-2

I have a function that takes a list and returns the list of lists of ngrams (here n = 2). How can I parallelize this function so that running time can be reduced?

I'm trying this, but it's not working. The data_list is a list of strings.

import multiprocessing
from multiprocessing.dummy import Pool
from collections import OrderedDict

grams_list = []
data_list = ["Hello, I am learning Python",
             "Python is a very Powerful language",
             "And Learning python is easy" ]




def ngrams(input, n):
    input = input.split(' ')
    output = []    
    for i in range(len(input) - n + 1):
        output.append(input[i:i + n])
    return output

def generating_grams_list(data_list):
    for j in range(0, len(data_list)):
        grams = [' '.join(x) for x in ngrams(data_list[j], 2)]  # Creating ngrams
        grams_list.append(list(OrderedDict.fromkeys(grams)))  # removing duplicates
        # print "Creating ngrams list for each data string ", j
    return grams_list


if __name__ == '__main__':
    pool = Pool(multiprocessing.cpu_count())
    results = pool.map(generating_grams_list, data_list)
    pool.close()
    pool.join()

    for result in results:
        print("result", result)
sahil
  • 1
  • 2
  • What doesn't work exactly? Is there an error? Are the results not as expected? Using the `dummy` module you won't get any parallelization. Concurrency is not the same as parallelism – karlson Apr 06 '17 at 06:55
  • @karlson Result is not as expected – sahil Apr 06 '17 at 06:58
  • 1
    Why not extend your question with what the result is, and what you would have expected? – karlson Apr 06 '17 at 06:59
  • Why are you using `multiprocessing.dummy`? See [this question](http://stackoverflow.com/questions/26432411/multiprocessing-dummy-in-python-is-not-utilising-100-cpu) – Peter Wood Apr 06 '17 at 07:05

1 Answers1

0

First of all, with the multiprocessing.dummy module you won't reduce the duration of your program as it distributes work across threads, not processes. That means that the computation will still run on only one processor. For the difference between concurrency and parallelism see for instance this question and answer

To get real parallelization you need to spread the work across mutiple processes, e.g. using a process pool instead.

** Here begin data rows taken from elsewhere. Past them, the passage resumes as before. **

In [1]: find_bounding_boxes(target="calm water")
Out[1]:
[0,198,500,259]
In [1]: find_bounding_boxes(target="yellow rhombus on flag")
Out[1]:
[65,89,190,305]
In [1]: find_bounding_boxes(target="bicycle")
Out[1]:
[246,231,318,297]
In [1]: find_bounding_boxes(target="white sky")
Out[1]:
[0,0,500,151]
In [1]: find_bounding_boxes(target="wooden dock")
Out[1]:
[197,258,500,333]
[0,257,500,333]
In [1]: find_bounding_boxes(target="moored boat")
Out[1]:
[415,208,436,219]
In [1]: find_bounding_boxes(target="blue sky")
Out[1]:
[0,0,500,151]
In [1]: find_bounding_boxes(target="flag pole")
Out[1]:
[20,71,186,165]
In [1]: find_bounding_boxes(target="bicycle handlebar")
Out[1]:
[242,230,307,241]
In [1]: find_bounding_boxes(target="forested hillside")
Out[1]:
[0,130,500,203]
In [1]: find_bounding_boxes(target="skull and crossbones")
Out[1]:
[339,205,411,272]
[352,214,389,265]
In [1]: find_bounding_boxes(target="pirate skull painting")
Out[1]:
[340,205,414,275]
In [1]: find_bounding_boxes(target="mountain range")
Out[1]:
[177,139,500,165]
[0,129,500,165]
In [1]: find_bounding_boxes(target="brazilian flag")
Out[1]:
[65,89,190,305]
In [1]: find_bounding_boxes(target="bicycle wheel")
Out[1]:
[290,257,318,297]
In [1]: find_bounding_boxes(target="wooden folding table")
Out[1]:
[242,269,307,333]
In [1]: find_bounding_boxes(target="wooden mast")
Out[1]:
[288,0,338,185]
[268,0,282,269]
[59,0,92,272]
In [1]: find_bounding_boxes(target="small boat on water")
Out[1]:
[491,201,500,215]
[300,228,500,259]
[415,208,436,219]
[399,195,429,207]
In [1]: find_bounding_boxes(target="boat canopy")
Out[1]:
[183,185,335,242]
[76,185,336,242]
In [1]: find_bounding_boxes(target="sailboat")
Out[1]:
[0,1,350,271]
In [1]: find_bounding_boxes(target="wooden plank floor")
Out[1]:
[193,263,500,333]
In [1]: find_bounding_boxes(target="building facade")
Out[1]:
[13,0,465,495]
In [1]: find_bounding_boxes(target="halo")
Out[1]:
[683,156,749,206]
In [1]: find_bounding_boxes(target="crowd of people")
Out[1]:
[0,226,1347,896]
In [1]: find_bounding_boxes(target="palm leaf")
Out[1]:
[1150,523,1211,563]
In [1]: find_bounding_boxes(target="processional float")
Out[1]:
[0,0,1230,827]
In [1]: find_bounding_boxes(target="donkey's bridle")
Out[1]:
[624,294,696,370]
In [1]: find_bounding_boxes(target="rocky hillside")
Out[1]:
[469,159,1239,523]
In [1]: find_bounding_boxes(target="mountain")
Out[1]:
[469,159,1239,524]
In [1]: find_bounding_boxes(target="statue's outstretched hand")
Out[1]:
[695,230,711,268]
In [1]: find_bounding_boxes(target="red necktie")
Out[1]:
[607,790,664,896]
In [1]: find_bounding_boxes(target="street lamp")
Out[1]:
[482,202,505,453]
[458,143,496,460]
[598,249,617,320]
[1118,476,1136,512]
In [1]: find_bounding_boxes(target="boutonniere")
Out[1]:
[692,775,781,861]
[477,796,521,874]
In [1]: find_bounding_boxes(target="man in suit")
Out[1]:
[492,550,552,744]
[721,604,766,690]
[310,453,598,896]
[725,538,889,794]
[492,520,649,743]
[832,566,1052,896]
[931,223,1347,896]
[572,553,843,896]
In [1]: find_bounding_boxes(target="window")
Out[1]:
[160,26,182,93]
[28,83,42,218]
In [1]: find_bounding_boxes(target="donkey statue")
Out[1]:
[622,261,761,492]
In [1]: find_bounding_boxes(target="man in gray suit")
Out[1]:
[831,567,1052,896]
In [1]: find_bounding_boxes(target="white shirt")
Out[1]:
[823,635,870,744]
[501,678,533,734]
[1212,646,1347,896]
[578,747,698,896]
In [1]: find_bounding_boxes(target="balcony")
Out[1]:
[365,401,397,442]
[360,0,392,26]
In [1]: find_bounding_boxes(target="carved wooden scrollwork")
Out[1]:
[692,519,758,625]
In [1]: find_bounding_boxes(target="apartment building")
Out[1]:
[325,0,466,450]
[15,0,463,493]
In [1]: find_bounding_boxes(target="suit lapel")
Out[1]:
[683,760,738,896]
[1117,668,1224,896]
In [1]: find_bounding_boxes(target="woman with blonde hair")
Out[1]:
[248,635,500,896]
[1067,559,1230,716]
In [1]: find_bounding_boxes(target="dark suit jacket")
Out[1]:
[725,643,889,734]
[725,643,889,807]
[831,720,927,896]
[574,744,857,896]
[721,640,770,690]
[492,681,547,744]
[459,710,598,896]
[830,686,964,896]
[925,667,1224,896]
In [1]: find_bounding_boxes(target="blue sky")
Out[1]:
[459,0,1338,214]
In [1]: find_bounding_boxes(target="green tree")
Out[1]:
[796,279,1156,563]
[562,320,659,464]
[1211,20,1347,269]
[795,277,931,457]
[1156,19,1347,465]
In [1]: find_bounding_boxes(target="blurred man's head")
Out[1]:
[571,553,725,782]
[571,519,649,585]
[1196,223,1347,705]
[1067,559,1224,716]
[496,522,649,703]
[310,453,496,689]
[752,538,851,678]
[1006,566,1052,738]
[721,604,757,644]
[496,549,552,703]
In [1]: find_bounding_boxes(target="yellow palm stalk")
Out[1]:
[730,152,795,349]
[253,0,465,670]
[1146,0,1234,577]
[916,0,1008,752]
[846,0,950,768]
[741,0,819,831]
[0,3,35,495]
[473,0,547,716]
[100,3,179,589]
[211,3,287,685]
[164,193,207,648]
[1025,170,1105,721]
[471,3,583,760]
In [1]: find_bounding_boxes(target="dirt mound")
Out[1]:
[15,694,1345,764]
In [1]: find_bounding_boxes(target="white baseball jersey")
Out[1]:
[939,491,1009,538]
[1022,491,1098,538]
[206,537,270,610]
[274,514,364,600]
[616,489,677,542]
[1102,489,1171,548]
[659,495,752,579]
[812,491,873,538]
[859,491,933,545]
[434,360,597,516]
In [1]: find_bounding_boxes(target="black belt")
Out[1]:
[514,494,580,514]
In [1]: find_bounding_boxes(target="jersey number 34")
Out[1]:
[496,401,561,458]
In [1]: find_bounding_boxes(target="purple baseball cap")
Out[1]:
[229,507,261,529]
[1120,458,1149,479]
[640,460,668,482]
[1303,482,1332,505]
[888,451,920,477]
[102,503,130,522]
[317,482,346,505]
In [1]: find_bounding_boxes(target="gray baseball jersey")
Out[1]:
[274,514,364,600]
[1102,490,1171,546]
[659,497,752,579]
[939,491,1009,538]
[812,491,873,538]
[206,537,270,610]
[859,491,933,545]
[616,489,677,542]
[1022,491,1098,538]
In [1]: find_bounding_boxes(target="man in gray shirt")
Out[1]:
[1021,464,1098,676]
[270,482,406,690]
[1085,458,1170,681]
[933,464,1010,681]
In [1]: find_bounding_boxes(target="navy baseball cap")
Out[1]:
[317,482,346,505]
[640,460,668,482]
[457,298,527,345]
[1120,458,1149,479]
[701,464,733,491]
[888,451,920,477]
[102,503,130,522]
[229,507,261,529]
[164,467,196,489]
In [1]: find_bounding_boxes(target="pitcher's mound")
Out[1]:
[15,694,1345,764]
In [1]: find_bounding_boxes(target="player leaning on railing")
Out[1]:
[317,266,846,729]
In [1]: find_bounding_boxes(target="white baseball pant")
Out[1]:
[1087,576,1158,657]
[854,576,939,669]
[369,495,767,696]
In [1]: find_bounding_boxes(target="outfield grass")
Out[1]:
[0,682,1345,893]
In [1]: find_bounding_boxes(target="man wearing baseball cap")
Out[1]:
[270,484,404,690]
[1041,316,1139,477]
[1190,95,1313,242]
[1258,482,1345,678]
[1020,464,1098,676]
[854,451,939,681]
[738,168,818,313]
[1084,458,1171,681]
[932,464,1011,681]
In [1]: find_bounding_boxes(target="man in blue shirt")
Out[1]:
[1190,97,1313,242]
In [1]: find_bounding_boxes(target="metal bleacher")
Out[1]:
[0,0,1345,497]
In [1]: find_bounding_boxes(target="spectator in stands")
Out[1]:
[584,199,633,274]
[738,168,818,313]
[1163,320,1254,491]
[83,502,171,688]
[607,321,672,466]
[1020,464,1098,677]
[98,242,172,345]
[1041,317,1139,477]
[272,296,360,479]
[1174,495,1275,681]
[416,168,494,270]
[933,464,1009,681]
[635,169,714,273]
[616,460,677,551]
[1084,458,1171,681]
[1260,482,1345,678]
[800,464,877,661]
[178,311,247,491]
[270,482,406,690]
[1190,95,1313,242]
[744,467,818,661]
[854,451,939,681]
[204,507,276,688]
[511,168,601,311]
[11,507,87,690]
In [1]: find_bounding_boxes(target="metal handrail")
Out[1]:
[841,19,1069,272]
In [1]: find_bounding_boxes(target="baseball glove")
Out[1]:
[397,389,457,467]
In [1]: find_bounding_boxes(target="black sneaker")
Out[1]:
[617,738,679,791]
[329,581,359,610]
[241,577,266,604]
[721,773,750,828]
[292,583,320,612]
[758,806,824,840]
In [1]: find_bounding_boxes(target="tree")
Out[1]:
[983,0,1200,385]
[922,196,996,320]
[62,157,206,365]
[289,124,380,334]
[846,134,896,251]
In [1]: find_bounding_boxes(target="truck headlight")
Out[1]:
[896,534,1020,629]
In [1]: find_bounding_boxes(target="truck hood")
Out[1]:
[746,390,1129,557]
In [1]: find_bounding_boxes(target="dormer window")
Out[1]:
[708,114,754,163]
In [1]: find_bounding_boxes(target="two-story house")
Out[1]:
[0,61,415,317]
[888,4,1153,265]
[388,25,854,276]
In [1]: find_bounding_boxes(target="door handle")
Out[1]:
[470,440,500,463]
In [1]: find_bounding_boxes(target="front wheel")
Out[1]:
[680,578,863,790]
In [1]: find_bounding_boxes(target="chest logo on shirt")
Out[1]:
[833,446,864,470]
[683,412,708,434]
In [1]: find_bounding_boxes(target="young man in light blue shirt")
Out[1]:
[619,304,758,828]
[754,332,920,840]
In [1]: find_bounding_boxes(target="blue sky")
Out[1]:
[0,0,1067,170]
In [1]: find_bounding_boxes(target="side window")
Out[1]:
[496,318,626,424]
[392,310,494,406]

To address your actual problem (if I'm guessing right, since you didn't exactly say what your problem is):

You probably want data_list to be a list of lists of strings instead of a list of strings. With the code as it stands (ie. if data_list and grams_list were actually defined) you'd be sending a single string to each invocation of generating_grams_list, which is most likely not what you want as the for loop wouldn't make any sense (you'd be looping over characters).

As a side note: The pattern for j in range(len(x)): func(x[j]) can better be written as for j, item in enumerate(x): func(item).

Community
  • 1
  • 1
karlson
  • 5,325
  • 3
  • 30
  • 62